Juniper let herself smile as she introduced her people in turn.
“This way,” she said when the introductions were done. “Doubtless you've seen our wall—”
“Very impressive,” Havel said, sounding like he meant it.
She nodded, proud, and even more proud of the cabins built against its inner surface; that meant every family living here had its own hearth at last. The rest of the four-acre plateau held the two-story Hall, flanked by two near-identical structures, an armory on one side and a school-library-guesthouse on the other. And sheds, workshops and storehouses, log-built on stone foundations.

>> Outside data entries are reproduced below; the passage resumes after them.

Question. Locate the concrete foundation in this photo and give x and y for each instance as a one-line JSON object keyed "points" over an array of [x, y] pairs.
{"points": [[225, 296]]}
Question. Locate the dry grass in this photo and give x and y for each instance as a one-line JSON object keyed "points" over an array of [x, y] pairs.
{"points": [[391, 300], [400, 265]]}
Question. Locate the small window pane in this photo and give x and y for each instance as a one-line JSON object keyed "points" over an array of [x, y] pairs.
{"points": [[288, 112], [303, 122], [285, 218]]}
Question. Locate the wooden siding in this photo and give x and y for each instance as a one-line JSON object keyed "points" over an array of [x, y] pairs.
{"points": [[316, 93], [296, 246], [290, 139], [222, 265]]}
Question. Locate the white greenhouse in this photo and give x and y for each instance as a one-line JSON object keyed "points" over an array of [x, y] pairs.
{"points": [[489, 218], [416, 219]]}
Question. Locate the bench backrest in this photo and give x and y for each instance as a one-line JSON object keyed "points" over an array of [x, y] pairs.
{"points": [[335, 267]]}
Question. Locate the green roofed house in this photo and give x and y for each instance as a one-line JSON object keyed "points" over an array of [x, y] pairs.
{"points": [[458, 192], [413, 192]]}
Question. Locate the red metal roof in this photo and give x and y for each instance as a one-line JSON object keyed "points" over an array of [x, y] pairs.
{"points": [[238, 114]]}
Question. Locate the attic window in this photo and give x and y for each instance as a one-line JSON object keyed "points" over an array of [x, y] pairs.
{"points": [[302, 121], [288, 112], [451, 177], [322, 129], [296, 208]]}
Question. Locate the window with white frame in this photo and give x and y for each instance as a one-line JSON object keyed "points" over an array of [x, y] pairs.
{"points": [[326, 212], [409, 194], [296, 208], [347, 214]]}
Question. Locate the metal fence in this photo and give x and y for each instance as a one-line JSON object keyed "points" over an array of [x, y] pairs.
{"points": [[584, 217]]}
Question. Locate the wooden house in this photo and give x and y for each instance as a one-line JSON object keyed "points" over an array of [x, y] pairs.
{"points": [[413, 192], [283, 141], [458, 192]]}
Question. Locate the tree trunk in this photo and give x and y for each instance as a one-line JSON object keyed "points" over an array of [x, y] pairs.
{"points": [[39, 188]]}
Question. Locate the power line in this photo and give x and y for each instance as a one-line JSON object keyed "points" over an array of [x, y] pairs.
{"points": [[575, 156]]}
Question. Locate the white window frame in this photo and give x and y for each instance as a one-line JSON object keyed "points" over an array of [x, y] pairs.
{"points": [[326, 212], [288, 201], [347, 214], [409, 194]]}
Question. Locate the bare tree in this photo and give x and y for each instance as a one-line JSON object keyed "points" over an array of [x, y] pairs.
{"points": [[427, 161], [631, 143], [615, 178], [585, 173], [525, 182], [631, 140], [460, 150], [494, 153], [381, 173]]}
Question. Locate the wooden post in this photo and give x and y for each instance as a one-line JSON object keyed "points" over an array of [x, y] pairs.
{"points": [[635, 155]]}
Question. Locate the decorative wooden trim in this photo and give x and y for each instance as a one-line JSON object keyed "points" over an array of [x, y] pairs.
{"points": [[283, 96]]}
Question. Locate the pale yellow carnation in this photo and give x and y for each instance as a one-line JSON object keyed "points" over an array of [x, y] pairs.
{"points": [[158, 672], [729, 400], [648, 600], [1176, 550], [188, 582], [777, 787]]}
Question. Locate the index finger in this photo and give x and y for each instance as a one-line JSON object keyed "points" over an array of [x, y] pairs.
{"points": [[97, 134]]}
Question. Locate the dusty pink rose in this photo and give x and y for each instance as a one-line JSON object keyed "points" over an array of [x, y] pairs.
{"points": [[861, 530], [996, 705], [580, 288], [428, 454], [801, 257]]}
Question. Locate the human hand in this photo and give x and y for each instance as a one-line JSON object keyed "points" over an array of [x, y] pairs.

It all looked a lot neater now that they'd had time to clean up the litter and lay flagstone paths to connect the buildings. Open space lay at the rear of the U, used for everything from soccer matches to public meetings, with another blockhouse tower to watch over the gully that separated the plateau from the hillside behind.

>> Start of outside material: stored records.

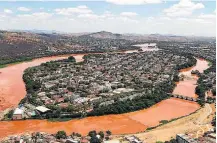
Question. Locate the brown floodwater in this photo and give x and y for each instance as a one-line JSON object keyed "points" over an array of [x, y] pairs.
{"points": [[12, 90], [188, 85]]}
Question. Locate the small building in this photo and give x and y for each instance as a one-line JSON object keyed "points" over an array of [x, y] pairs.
{"points": [[18, 114], [42, 109], [182, 138], [112, 141]]}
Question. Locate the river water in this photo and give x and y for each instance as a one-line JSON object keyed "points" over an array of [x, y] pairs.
{"points": [[12, 90]]}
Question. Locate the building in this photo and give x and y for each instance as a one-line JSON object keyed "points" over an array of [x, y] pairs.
{"points": [[182, 138], [133, 139], [18, 114], [42, 109]]}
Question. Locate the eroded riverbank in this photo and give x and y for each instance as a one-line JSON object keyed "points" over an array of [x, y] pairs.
{"points": [[12, 90]]}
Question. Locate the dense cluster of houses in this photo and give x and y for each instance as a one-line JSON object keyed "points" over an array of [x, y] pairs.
{"points": [[100, 80]]}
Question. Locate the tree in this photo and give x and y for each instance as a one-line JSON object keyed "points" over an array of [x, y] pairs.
{"points": [[108, 132], [61, 135], [92, 133], [94, 139], [101, 134], [71, 59]]}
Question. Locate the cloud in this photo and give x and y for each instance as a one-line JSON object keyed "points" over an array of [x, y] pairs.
{"points": [[8, 11], [24, 9], [128, 14], [207, 16], [75, 10], [133, 2], [183, 8], [36, 16]]}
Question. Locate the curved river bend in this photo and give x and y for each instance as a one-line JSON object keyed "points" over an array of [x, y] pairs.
{"points": [[12, 90]]}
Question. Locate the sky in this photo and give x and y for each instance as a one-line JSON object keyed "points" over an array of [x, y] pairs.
{"points": [[183, 17]]}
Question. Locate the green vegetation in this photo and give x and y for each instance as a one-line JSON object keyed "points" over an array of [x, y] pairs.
{"points": [[171, 141], [94, 139], [137, 103], [164, 121], [61, 135]]}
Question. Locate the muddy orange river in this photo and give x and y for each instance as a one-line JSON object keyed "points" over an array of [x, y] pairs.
{"points": [[12, 90]]}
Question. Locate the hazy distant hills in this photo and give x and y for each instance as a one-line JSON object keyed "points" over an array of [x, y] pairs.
{"points": [[145, 37], [104, 35]]}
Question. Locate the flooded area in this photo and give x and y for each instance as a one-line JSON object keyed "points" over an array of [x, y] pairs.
{"points": [[12, 90], [188, 85]]}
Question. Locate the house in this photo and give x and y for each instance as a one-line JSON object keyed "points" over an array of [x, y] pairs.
{"points": [[182, 138], [72, 141], [42, 109], [18, 114], [133, 139], [112, 141]]}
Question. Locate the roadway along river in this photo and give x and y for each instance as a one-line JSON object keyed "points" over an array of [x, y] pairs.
{"points": [[12, 90]]}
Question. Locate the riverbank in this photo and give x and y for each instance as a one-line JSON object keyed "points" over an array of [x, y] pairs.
{"points": [[189, 124]]}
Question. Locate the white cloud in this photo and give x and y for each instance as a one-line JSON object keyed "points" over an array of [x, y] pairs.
{"points": [[36, 16], [183, 8], [23, 9], [8, 11], [133, 2], [128, 14], [75, 10], [207, 16]]}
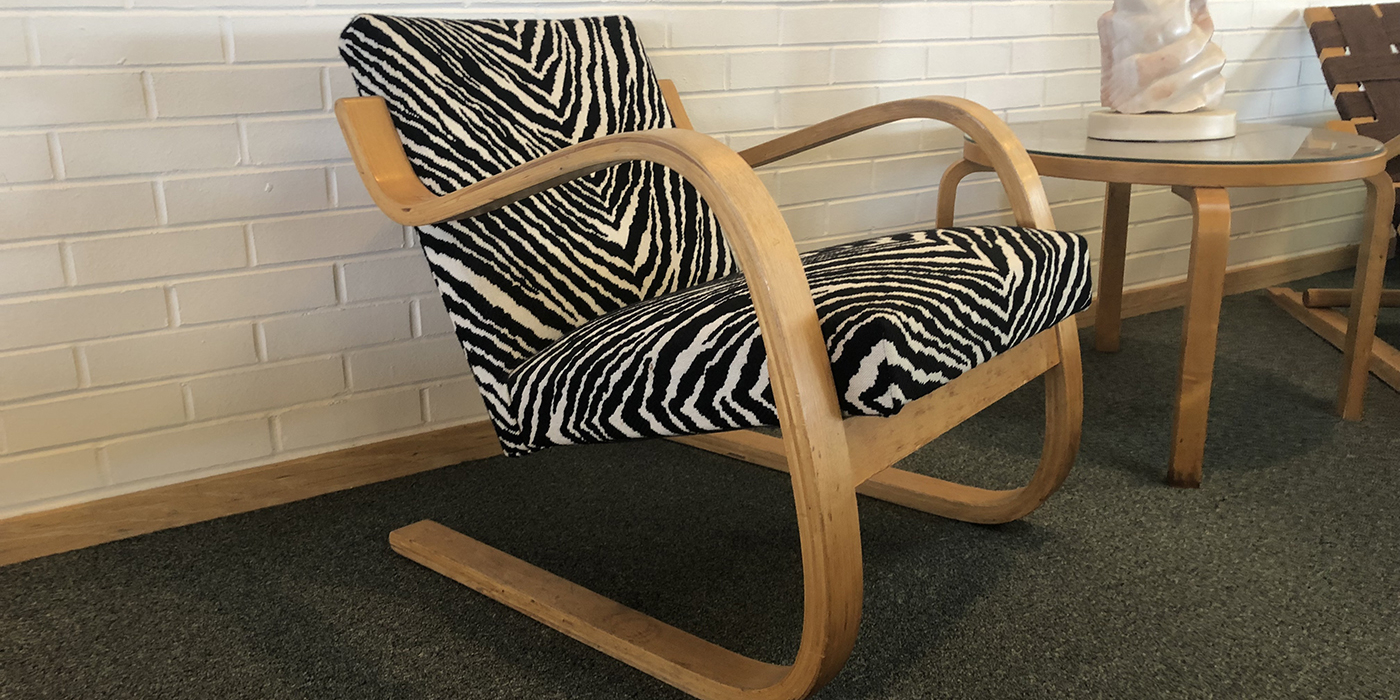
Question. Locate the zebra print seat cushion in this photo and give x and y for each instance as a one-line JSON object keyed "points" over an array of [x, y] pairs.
{"points": [[902, 317], [611, 307]]}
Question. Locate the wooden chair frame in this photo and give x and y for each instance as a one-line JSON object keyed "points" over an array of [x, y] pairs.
{"points": [[816, 443], [1354, 333]]}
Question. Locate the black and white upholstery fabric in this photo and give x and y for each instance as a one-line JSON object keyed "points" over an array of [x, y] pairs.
{"points": [[611, 307]]}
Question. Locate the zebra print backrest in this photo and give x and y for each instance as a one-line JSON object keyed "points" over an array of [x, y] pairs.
{"points": [[473, 98]]}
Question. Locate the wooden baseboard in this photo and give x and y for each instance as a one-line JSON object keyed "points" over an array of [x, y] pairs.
{"points": [[86, 524], [1246, 277]]}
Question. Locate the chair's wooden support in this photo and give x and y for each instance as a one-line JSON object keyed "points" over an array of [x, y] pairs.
{"points": [[1011, 161], [646, 643], [678, 109], [1332, 326], [1330, 298], [1365, 296], [879, 443], [948, 189]]}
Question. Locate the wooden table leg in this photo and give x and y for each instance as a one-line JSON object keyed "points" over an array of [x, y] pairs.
{"points": [[1108, 314], [1206, 286], [1365, 296]]}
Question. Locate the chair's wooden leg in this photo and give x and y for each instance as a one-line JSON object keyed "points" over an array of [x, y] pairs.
{"points": [[948, 189], [1365, 296], [1108, 314], [1332, 326], [832, 597], [1064, 415]]}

“This is where we started,” she said. “There was nothing here but my cabin and some sheds, back before the Change.”
Havel's brows rose; she could see that he was impressed again. “Log construction goes fast, but that's a hell of a lot of timber to cut, considering everything else you had to do.”
Dennis cut in: “Lady Juniper's luck—Cascade Timber Inc. felled a couple of thousand trees before the Change, and hadn't gotten around to hauling the timber out. We just dragged it out and set it up.”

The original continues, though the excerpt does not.